The controversial art group Voina, two members of which face jail time for their performances, won a state award for painting a gigantic penis on a drawbridge facing a Federal Security Service building.
The June performance, dubbed "Penis in FSB Captivity," has swept the prestigious Innovation award in the main category, visual art.
The presenter, prominent art curator Andrei Yerofeyev, announced the winner at a ceremony in the Garage center in Moscow with a single Russian expletive for penis, Moskovsky Komsomolets reported.
Innovation is co-staged by the State Center for Contemporary Arts and the Cultural Ministry. The ministry said in a statement Friday that it disapproved of the decision of the jury, which was comprised of prominent Russian and international art figures, but will not the contest it, RIA-Novosti reported.

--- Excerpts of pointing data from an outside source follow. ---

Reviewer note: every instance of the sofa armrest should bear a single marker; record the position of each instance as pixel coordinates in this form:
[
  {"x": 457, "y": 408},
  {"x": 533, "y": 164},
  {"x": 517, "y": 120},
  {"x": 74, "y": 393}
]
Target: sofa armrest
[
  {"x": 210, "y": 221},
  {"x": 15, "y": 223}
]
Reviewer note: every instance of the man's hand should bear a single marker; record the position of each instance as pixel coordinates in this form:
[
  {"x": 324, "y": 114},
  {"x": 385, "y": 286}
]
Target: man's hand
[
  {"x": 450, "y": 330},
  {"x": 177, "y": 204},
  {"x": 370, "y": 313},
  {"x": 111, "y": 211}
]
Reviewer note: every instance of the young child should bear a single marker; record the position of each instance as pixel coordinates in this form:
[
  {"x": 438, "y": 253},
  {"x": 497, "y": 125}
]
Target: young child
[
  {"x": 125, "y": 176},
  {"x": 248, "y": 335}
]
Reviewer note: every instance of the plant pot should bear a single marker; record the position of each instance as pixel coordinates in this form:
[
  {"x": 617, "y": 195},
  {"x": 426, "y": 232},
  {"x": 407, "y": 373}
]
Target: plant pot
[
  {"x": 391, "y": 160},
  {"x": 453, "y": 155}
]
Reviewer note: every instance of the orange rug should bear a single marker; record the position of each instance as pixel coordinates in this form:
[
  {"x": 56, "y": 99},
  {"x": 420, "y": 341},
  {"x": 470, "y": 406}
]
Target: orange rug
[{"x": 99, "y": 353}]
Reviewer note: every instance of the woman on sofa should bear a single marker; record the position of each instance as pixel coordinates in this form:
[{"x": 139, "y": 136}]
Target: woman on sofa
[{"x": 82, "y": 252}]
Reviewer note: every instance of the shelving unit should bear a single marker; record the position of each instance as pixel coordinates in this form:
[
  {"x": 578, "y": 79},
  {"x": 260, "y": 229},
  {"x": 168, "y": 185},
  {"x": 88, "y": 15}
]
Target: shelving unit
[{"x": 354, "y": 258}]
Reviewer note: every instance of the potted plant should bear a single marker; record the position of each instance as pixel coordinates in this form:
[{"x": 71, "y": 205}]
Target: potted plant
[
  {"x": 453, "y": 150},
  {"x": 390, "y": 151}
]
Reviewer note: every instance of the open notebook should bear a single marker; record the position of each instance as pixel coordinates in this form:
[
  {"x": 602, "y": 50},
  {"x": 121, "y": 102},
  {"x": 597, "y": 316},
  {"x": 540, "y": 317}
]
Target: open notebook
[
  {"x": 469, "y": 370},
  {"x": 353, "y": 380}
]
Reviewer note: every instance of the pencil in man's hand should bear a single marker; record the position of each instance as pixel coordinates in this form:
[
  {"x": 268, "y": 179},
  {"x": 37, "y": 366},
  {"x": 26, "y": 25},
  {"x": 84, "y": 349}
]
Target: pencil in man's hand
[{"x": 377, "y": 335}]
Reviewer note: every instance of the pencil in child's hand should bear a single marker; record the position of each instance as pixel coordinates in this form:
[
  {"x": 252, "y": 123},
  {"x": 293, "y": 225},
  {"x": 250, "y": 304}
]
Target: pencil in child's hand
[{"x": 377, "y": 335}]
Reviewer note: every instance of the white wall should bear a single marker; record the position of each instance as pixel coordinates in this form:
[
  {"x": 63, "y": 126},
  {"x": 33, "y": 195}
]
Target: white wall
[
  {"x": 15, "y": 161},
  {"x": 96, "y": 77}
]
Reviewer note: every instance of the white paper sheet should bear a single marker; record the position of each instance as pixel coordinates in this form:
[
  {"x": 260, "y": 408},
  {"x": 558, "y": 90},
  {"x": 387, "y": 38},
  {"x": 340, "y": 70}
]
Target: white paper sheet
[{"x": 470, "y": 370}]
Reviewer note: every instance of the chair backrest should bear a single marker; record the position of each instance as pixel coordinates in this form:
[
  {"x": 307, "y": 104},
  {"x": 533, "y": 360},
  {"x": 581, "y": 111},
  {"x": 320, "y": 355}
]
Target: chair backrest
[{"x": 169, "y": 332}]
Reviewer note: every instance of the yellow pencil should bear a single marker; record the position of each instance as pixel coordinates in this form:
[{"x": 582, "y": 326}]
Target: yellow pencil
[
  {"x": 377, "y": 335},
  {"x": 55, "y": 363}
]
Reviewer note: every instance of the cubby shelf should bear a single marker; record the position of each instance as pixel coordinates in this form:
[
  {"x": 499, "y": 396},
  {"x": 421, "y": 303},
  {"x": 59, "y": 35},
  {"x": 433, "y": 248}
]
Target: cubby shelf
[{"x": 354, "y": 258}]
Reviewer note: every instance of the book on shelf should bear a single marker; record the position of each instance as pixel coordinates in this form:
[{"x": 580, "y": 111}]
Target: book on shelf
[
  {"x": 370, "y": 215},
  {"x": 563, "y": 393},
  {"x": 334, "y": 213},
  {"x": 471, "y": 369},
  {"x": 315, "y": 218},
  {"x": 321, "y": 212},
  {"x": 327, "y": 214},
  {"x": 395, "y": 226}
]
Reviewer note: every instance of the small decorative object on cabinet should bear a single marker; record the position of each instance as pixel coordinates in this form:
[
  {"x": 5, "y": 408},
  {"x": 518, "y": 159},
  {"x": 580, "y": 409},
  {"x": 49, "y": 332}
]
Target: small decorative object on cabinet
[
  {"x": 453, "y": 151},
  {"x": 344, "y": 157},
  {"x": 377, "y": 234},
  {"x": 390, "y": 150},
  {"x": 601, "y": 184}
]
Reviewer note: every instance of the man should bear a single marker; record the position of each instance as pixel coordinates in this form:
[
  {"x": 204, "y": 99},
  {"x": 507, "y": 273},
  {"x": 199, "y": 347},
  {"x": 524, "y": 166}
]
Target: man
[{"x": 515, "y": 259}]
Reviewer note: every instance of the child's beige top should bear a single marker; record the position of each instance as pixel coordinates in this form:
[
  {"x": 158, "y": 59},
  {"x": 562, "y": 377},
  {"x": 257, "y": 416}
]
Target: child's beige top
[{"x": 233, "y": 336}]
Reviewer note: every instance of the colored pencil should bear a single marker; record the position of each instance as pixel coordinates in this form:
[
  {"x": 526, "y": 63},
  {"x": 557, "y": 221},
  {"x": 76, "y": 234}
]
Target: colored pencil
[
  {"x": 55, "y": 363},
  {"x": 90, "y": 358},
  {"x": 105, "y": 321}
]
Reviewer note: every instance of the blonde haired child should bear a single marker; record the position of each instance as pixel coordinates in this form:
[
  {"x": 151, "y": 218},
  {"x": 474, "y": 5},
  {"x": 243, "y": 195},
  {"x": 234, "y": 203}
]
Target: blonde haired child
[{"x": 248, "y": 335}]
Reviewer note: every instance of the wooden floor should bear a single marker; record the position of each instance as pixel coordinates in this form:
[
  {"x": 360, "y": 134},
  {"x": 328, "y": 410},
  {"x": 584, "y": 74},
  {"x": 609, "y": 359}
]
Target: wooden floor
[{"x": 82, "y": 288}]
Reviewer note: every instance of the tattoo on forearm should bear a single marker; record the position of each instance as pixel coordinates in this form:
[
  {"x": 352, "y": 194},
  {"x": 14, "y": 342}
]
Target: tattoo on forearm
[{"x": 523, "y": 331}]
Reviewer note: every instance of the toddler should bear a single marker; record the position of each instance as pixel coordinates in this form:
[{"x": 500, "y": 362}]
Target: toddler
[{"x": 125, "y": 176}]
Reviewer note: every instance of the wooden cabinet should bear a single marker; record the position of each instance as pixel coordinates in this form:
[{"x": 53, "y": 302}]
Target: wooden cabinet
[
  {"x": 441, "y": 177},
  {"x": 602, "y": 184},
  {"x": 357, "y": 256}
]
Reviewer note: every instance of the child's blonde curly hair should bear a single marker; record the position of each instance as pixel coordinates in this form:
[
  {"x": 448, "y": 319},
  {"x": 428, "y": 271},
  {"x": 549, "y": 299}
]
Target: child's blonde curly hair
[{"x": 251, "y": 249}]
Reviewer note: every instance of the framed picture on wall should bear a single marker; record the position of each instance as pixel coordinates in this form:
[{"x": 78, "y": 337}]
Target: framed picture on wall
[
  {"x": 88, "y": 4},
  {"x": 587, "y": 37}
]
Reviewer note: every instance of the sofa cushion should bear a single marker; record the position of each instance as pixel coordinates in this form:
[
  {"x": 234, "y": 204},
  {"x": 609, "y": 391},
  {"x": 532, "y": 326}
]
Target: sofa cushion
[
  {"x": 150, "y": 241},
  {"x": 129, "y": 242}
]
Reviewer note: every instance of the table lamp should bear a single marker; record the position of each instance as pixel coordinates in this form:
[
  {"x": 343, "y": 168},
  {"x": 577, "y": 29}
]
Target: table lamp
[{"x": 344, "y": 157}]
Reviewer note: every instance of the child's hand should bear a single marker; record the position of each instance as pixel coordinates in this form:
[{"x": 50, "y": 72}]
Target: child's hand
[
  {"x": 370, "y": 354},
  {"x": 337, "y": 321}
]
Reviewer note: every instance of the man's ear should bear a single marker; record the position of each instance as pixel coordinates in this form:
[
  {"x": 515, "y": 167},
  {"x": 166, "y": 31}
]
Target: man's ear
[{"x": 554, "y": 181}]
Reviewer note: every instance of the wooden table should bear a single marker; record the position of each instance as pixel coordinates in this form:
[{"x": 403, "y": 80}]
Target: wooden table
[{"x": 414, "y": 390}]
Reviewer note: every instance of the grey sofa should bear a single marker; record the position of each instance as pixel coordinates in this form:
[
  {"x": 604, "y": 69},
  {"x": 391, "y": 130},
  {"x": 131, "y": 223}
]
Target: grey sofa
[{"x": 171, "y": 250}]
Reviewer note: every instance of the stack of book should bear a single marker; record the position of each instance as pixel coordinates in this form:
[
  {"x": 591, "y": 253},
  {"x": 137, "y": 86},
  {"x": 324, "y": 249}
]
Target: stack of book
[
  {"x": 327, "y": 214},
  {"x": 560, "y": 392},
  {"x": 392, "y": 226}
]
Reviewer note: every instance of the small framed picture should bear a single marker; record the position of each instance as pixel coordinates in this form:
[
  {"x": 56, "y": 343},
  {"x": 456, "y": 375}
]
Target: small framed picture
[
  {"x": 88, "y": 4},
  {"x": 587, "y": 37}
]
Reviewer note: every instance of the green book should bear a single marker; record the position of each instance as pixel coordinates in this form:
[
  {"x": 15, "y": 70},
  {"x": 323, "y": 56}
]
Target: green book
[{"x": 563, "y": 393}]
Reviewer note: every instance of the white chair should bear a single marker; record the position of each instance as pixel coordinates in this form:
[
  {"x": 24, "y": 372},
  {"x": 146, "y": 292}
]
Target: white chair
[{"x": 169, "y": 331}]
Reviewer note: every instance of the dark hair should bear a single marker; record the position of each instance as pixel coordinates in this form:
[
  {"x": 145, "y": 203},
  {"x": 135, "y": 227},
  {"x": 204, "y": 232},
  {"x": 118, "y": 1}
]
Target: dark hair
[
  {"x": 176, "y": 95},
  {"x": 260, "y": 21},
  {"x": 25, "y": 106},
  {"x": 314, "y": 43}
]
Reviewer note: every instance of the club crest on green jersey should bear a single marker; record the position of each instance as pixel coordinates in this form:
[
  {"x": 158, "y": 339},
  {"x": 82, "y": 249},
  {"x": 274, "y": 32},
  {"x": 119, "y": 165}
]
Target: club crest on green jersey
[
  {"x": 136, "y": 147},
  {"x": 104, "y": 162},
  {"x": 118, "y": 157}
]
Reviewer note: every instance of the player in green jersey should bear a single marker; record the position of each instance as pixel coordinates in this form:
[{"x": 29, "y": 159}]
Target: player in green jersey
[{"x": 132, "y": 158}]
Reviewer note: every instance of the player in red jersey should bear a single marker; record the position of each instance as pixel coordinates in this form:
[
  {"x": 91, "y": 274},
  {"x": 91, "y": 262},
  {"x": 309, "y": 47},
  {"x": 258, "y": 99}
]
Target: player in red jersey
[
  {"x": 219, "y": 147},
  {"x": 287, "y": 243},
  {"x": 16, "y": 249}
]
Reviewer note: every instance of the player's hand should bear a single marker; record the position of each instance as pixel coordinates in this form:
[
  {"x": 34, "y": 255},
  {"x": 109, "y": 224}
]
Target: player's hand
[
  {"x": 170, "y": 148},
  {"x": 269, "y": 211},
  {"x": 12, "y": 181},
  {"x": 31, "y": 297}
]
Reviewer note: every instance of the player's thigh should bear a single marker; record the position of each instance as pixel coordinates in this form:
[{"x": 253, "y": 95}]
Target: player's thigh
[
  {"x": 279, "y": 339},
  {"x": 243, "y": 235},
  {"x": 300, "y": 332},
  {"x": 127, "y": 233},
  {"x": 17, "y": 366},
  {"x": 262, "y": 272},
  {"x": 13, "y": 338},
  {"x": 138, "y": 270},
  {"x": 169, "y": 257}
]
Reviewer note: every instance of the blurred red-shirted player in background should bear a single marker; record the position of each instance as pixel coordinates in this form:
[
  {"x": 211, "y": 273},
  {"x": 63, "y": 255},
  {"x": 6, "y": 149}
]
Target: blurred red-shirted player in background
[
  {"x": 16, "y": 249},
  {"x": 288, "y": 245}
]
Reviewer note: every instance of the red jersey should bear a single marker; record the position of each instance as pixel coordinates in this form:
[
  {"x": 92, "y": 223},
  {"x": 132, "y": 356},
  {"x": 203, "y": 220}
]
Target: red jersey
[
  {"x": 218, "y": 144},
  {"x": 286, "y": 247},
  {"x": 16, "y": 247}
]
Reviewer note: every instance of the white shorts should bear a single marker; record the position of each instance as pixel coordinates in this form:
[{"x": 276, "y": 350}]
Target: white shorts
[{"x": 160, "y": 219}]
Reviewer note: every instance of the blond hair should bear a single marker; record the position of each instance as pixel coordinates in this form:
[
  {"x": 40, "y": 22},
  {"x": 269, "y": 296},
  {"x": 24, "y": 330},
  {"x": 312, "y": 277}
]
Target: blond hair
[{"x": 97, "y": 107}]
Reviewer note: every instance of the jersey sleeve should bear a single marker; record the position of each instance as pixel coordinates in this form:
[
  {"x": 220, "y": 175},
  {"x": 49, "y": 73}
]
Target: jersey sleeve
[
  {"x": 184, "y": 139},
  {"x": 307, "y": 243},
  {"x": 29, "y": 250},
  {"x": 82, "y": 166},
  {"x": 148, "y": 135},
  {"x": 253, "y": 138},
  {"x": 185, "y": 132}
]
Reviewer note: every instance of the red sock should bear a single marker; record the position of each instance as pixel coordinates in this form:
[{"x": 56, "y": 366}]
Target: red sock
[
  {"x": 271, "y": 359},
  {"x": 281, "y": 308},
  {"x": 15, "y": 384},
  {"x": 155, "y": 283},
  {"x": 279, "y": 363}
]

Voina's nomination was marred by controversy, with the group dropped from the prize's shortlist in February, only to reappear in mid-March. No representative of the group came to Garage to collect the cash prize of 400,000 rubles ($14,000).
Voina activists Leonid Nikolayev and Oleg Vorotnikov face up to seven years in prison on hooliganism charges over another St. Petersburg performance in September that saw them flipping over police cars, some with officers in them. Both spent three months in detention before walking out on bail in February and are now pending a trial.
The award-winning "penis" performance, staged ahead of the St. Petersburg Economic Forum, was a protest against the FSB's unchecked powers, Voina said at the time.